Sometimes people treat their cattle and their livestock better than they treat a neighbor.

With the bishops’ initiative with Fortnight for Freedom, they have expressed concern that church organizations have lost contracts because of the church’s position on abortion. What has been CRS’ relationship with the government funders?

Our funding from the U.S. government is for international work. I would say in 2011, we ran into some language that required the provision of contraceptives, which therefore made it impossible for us to apply for those grants. We worked with the different people in the U.S. government to alert them this is what is happening and that language was removed in 2012. We did not have that issue for our international work at this point.

We get about 60 to 70 percent of our funding from the U.S. government.

Our ability to serve the poor and the vulnerable in the world, according to the vision that we have that comes from Catholic social teaching, I think of that as a privilege. And we have to fight for this privilege to be able to serve people with this type of impact and vision of Catholic social teaching. I don’t think the opportunity to do that should be taken for granted. We have to do the best work to demonstrate why we are worthy of that privilege.

In these economic times, some say we cannot afford money on foreign aid. We have enough trouble in our country now. What is the best argument to say it is important that Americans support international development?

People have this mistaken notion that we spend an extraordinary amount of money on foreign aid. Our foreign aid is actually less than 1 percent of the country’s budget.

There are a number of reasons we should support it. The first is, the whole idea of being a human. In the human family, we don’t write off the suffering of other people. This is the quintessential element of being human, is that there is an element of compassion and empathy. I think that is what makes us human.

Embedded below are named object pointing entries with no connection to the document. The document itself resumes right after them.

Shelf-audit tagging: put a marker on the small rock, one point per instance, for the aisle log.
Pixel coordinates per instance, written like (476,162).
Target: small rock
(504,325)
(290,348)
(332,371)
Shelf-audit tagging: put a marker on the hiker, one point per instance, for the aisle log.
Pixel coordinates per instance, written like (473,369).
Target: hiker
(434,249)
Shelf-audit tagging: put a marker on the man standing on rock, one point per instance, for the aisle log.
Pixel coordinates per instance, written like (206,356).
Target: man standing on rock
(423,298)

The second thing is, the type of development work that we do, it builds peace. We now know that the world is an interconnected world, to the extent that development provides long-term solutions. Long-term solutions so people live healthy lives, so that people have productive engagement and they develop assets that develop security (so) they do not want war. Think about the peace dividends that are paid in development work. Why would we not go for it?

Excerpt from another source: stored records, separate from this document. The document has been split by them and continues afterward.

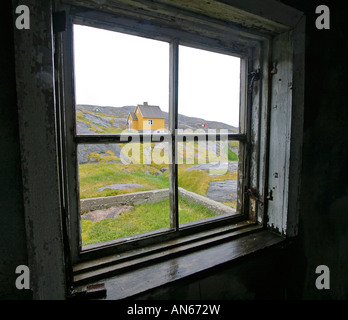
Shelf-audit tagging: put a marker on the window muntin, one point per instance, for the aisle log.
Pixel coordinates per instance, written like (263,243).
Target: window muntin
(174,134)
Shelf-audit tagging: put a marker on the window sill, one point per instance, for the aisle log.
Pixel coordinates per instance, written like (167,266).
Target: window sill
(134,273)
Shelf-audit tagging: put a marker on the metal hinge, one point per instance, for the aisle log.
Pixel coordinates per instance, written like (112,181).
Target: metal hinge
(59,21)
(253,76)
(253,194)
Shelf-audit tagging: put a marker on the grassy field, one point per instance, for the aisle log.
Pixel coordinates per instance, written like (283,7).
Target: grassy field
(143,218)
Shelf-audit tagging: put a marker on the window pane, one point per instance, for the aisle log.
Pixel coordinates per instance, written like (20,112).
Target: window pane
(207,179)
(209,88)
(123,190)
(115,73)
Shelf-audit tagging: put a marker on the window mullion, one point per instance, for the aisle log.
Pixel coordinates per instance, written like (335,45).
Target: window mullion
(173,124)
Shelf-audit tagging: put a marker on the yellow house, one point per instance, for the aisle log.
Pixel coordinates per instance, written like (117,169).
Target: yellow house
(146,117)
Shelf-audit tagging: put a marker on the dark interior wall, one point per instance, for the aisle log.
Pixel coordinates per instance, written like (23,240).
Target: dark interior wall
(12,229)
(323,236)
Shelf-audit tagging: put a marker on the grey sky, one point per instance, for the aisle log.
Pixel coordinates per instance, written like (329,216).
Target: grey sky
(114,69)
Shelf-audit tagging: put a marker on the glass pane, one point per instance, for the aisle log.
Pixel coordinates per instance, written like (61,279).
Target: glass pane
(209,88)
(121,82)
(208,181)
(123,190)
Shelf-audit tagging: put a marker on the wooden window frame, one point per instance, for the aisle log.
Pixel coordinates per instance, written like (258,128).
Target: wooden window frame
(280,29)
(254,50)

The next point is, how much can you cut from 1 percent that allows you to make a difference in the budget and how much would you lose in terms of not spending those resources for these reasons? In addition to the peace dividend, when we think about Africa, that’s an emerging market where most economists think of as our growth vehicles. That is another form of dividend.

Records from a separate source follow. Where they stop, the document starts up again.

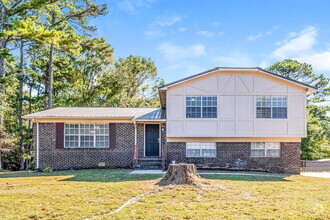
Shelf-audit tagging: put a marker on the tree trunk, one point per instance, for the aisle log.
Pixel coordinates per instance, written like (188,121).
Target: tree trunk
(50,70)
(50,77)
(20,101)
(181,173)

The first part is most important, the quintessential element of being human, one of those, is compassion. A sense of, we’re all in it together.

How can Catholics in the Atlanta Archdiocese participate with Catholic Relief Services?

Go on our web—www.crs.org—and sign up for Catholics Confront Global Poverty, which is an email that will come to them and educate them about poverty in the world and how they can contribute advocacy, for example, writing to their congressman, supporting Fair Trade, and so on.

Number two, support our Rice Bowl program in the parishes. That really, really helps. Don’t only donate money but get into the spirit of solidarity and spiritual exercises for Lent, which is fasting, praying and almsgiving.

Third, support our parish and diocesan initiatives when we have Fair Trade programs, when we have speakers, and support our education efforts whether it pertains to CCD or Catholic schools or clergy and deacon training.

I hate to say this, but if they signed up to be a regular donor that would be absolutely wonderful. And then, of course, always pray for us.